Liana Dzhervalidze: "Georgia is looking forward for launch of the Southern Gas Corridor’’
Vestnik Kavkaza spoke with an analyst of the Georgian Oil and Gas Corporation, one of the leading Georgian energy experts, Liana Dzhervalidze, about the importance of the upcoming launch of the Southern Gas Corridor for Georgia and the changes that followed the transition to a cash payment for a transit of Russian gas.
- What benefits will Georgia get from the commissioning of the Souther Gas Corirdor’s pipeline system?
- Under the Consortium One contract, we receive 5% of the gas that is transported from Azerbaijan via our gas pipeline system, which means that we will receive 800 million cubic meters of 16 billion cubic meters of gas, that will be supplied to Europe and Turkey via the Southern Gas Corridor annually. This will significantly balance the Georgian gas market within the country. The matter is that for the moment, we have a shortage of fuel in winter, and thanks to Azerbaijani gas we will be able to fill the gap. Of course, everything will depend on when exactly the Southern Gas Corridor will be put into operation. In the future, when the project is expanded to 30 billion cubic meters of gas annually, we will receive 1.5 billion cubic meters for the transit.
- What are the expectations of the Georgian leadership due to the launch of the Southern Gas Corridor?
- Georgia is looking forward for the Southern Gas Corridor to start working, and advocates for the growing of the gas production in Azerbaijan. It also wants the other gas suppliers, for example, Turkmenistan, to be connected. This will increase our importance. As you know, Turkmenistan sells its gas at the border, and if we buy 5-10 billion cubic meters of Turkmen gas annually, will be able to fill our share at the European market with this volume.
- Why did Georgia switch to payment for the transit of Russian gas?

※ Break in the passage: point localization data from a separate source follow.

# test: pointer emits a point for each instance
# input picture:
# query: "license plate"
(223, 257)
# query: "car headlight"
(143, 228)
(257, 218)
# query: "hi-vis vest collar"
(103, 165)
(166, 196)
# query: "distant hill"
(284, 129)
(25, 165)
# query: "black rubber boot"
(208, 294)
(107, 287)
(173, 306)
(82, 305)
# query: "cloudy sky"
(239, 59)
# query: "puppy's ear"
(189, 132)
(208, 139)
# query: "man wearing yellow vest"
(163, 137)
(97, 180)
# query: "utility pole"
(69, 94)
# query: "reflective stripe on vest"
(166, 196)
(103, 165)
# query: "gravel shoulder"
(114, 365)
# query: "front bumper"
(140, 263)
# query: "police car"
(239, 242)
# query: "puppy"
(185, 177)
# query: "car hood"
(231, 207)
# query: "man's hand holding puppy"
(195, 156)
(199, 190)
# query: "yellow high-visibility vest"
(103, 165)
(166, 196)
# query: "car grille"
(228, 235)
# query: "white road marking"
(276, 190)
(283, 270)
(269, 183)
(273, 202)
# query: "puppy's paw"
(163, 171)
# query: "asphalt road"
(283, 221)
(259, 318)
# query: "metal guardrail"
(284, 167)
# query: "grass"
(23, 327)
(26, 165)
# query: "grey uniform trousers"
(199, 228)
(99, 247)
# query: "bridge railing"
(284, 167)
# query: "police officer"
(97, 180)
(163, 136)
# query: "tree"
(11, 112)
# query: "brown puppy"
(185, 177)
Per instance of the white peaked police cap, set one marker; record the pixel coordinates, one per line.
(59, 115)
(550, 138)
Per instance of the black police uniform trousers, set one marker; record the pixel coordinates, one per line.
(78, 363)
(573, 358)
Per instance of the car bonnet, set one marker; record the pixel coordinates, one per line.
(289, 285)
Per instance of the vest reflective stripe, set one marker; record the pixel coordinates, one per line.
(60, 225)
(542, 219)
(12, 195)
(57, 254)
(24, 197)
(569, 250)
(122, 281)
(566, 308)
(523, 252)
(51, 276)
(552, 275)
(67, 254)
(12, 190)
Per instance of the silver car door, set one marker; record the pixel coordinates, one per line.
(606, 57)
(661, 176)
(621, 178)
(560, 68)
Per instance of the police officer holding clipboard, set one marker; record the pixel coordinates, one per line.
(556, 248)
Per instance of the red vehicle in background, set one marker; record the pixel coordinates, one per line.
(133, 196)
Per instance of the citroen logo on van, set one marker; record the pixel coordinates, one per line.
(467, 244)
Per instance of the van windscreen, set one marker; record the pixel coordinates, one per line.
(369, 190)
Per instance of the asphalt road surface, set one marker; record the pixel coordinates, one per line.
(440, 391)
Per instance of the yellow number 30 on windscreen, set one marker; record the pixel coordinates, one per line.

- We were forced to do so. As Georgia became an associate member of the European Union, we signed, among other things, the European Energy Charter, according to which we can not demand for transit 10% of the gas supplied to Armenia by Gazprom. In accordance with this document, we can only receive money for transit and use this money to buy as much gas as possible. It is clear that now our opportunities depend on the gas prices: today it is cheap and we can get more gas, but if in the future 1000 cubic meters will cost $ 300-400, and we will not be able to buy anything for the Russian transit money. Naturally, it was initially unprofitable for us, we resisted, but all in all, we could not ignore our international obligations.
- How does this relate to the fact that Georgia refused to purchase Russian gas before the end of the year?
- We used those 100 million cubic meters that we received as a 10 percent payment for the first billion of the Russian transit, and for the second billion transit we will receive money from Gazprom. At the moment, it is not profitable for us to buy gas in Russia, so we are counting on the additional supplies from Azerbaijan. If SOCAR can replenish those 100 million cubic meters that we should have received from the second half of the Russian transit, when we need it, we will be very pleased. But if it can not, then before the first deliveries through the Southern Gas Corridor, which will begin in a year or two, we are better off buying less gas as a whole, since it is even less profitable for us to spoil the relations with Azerbaijan.